JACKSONVILLE, Fla. – A video obtained by News4JAX shows Jacksonville police entering a woman’s home and she said it was a case of mistaken identity.
Now, she’s calling for accountability after she said officers threw her on the ground and handcuffed her. She said police later questioned and released her after realizing they had the wrong person.
Khristi Jackson’s 4-year-old grandson and two daughters were inside the apartment off Moncrief Road when JSO officers went to her house looking for a female suspect. Jackson said within five seconds of knocking on her door, police were inside and forcing her into handcuffs.
“What’s going on? What’s going on? What’s going on? What’s going on? Can somebody please tell me please? Oh my gosh,” a woman can be heard saying in the video.
It was absolute mayhem inside Jackson’s house just after midnight on Thursday, after Jackson says sheriff’s officers forced their way inside her apartment without a warrant and took her down to her kitchen floor with force.
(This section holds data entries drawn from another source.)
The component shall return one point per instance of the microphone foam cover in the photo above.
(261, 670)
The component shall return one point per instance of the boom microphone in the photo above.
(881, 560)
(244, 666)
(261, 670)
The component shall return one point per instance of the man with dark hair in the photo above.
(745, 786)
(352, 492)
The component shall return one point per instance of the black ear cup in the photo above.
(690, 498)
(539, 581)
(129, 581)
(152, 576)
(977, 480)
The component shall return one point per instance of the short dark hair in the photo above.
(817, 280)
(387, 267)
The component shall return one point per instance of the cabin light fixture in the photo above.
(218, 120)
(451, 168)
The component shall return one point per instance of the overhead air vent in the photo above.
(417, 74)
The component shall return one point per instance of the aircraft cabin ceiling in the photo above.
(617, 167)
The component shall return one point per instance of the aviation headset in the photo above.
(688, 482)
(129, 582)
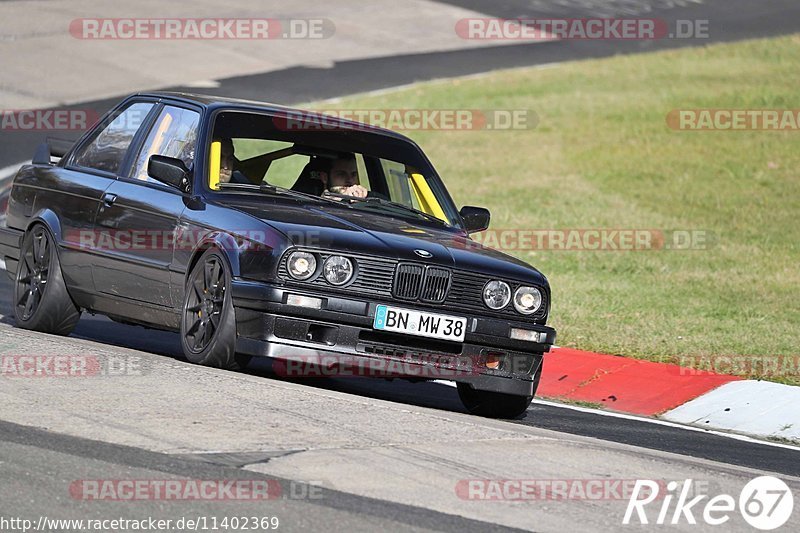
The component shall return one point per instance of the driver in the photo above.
(342, 178)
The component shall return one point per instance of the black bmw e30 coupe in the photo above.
(256, 231)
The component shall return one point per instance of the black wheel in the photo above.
(496, 404)
(208, 326)
(41, 300)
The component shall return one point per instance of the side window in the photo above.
(174, 134)
(107, 150)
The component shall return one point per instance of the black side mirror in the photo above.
(170, 171)
(475, 219)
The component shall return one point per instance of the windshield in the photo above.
(360, 169)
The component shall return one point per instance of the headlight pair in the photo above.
(336, 269)
(497, 295)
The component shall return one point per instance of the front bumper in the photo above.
(340, 338)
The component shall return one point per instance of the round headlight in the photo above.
(337, 270)
(496, 294)
(301, 265)
(527, 300)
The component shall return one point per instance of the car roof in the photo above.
(221, 102)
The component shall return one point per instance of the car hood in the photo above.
(359, 231)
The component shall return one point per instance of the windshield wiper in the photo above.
(372, 200)
(272, 189)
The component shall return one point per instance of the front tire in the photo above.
(208, 325)
(491, 404)
(41, 300)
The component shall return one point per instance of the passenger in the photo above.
(227, 165)
(342, 178)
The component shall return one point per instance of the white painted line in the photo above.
(435, 81)
(660, 422)
(657, 421)
(749, 406)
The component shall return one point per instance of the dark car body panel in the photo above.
(254, 232)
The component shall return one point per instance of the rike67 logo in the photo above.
(765, 503)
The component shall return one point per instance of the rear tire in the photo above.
(208, 325)
(41, 300)
(491, 404)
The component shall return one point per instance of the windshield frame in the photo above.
(367, 135)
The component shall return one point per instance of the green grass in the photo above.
(602, 156)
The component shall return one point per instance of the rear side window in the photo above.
(107, 150)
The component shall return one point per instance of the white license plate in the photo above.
(450, 328)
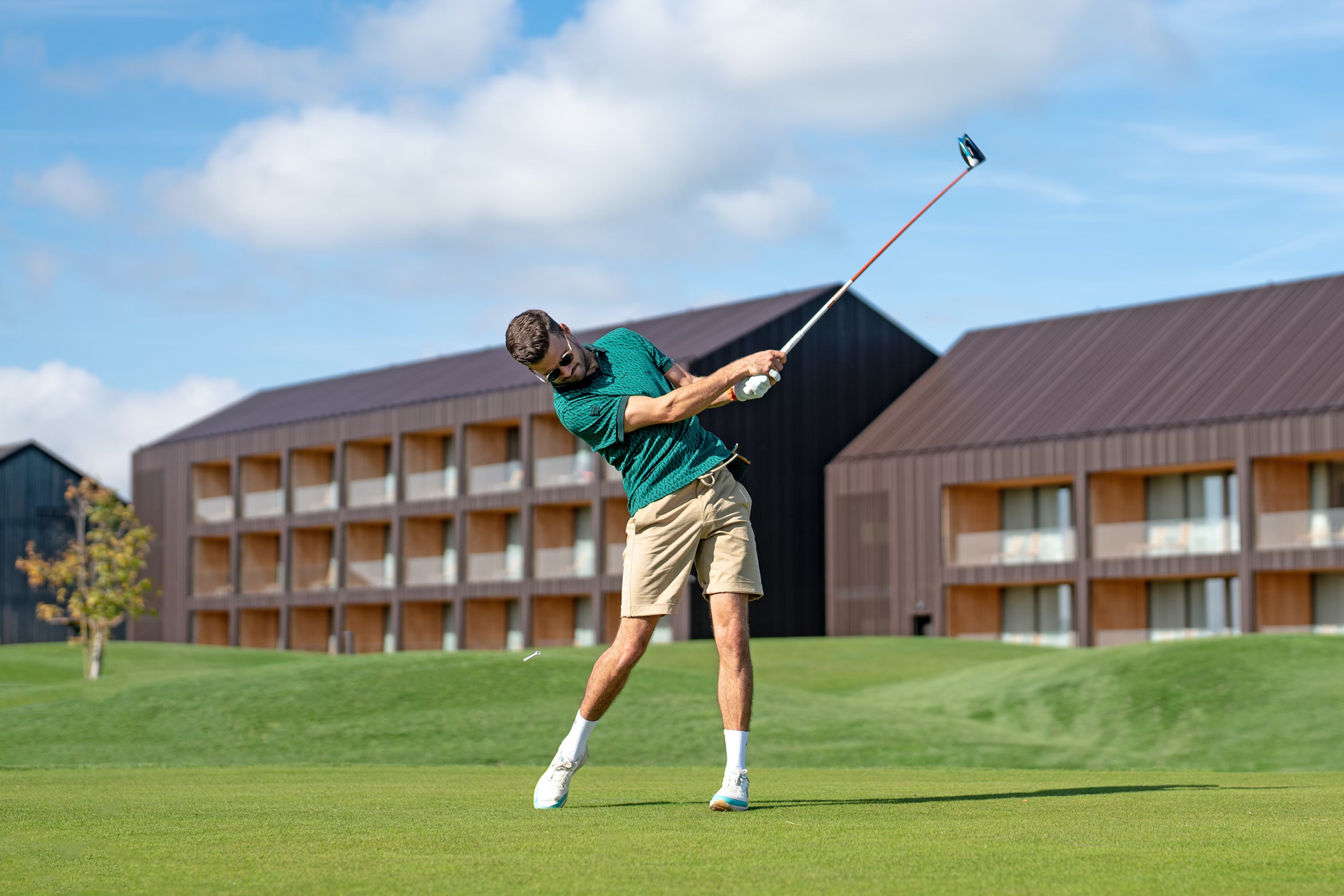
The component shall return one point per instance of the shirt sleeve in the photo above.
(600, 419)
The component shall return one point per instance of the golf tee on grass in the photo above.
(756, 386)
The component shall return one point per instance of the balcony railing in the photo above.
(1300, 530)
(381, 489)
(1167, 538)
(432, 570)
(495, 566)
(264, 504)
(219, 510)
(435, 484)
(566, 469)
(1009, 547)
(315, 498)
(371, 574)
(564, 564)
(264, 580)
(211, 582)
(496, 477)
(315, 577)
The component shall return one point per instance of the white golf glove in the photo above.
(756, 386)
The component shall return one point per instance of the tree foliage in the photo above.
(97, 578)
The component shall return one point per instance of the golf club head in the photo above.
(969, 150)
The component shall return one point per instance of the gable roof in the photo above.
(683, 336)
(1252, 352)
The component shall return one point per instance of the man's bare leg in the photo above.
(613, 668)
(736, 682)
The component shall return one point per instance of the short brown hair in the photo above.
(528, 336)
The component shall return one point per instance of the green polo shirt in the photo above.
(655, 461)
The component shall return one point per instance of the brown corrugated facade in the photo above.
(440, 505)
(1104, 475)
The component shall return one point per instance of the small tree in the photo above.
(97, 580)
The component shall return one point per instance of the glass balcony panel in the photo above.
(568, 562)
(262, 580)
(435, 484)
(568, 469)
(1016, 546)
(381, 489)
(315, 577)
(496, 477)
(495, 566)
(369, 574)
(211, 582)
(216, 510)
(616, 559)
(315, 498)
(1300, 530)
(1167, 538)
(432, 570)
(257, 504)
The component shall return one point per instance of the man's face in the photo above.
(565, 358)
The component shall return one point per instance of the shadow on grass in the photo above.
(905, 801)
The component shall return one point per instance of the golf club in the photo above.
(756, 386)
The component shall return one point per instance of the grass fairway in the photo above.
(647, 830)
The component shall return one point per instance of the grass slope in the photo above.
(647, 830)
(1254, 703)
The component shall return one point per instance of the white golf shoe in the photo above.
(554, 788)
(733, 794)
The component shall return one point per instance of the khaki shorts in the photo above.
(706, 523)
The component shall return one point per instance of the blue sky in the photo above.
(201, 199)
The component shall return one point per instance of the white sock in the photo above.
(737, 745)
(575, 742)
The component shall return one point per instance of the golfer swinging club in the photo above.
(638, 409)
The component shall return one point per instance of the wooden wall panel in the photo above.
(553, 527)
(1117, 498)
(610, 615)
(422, 625)
(974, 610)
(553, 622)
(211, 628)
(487, 532)
(309, 629)
(369, 624)
(487, 625)
(1282, 484)
(1119, 605)
(550, 438)
(1282, 599)
(258, 629)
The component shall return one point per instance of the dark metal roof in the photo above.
(1253, 352)
(685, 336)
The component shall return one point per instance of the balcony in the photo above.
(493, 458)
(213, 498)
(1167, 538)
(312, 480)
(1015, 547)
(262, 496)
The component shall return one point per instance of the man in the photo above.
(638, 409)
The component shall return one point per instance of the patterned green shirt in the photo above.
(655, 461)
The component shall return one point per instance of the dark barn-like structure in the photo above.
(440, 505)
(33, 508)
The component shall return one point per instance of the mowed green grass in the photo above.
(1227, 704)
(385, 830)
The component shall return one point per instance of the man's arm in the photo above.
(694, 394)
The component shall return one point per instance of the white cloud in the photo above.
(778, 210)
(69, 186)
(93, 426)
(643, 109)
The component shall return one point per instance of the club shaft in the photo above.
(797, 337)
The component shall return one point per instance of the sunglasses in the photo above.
(566, 359)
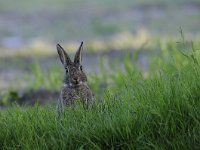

“They literally slung me on the ground. One police officer kneed me on my right side while I was on the ground,” Jackson told News4JAX.
Jackson said it all started with a knock on the door. JSO officers asked her if she was Mrs. Cooper, and Jackson said she told the officer she wasn’t Mrs. Cooper twice. She said she then tried to shut her front door.
″I got ready to close the door, and it was stopped by the officer’s foot, and all the other officers bum-rushed right through here,” Jackson said.
At one point during the scuffle, a JSO officer is heard saying, “We are trying to figure out what’s going on as well.”
Jackson is later heard asking members of her family to run and get her photo identification.
Jackson said JSO officers eventually took her out of her house in handcuffs and placed her in the back of a squad car where they questioned her. She said officers didn’t read her her rights or tell her why she was being detained.
“Once I got inside the car and the officer had four pictures of this girl they were looking for, and out of all the pictures, we don’t look alike. Skin color or hair color. Hers was more red,” she said.
Jackson said 30 minutes later police let her go and told her it was a case of mistaken identity because of her hair color.
She said one JSO officer said he was sorry, but she said her family is still traumatized by what happened.
Jackson said she want changes.
“That they stop it, that they stop brutalizing people like they are doing. Communicate with people instead of the first thing you want to do is put your hands on them and slam them on the ground,” Jackson said.
News4JAX sent two videos of the incident to JSO and asked several questions, including if the officers had a warrant and if Jacksonville Sheriff T.K. Waters had a response to the video.
JSO said the incident is being administratively reviewed and added it could not comment on the incident while that review is ongoing.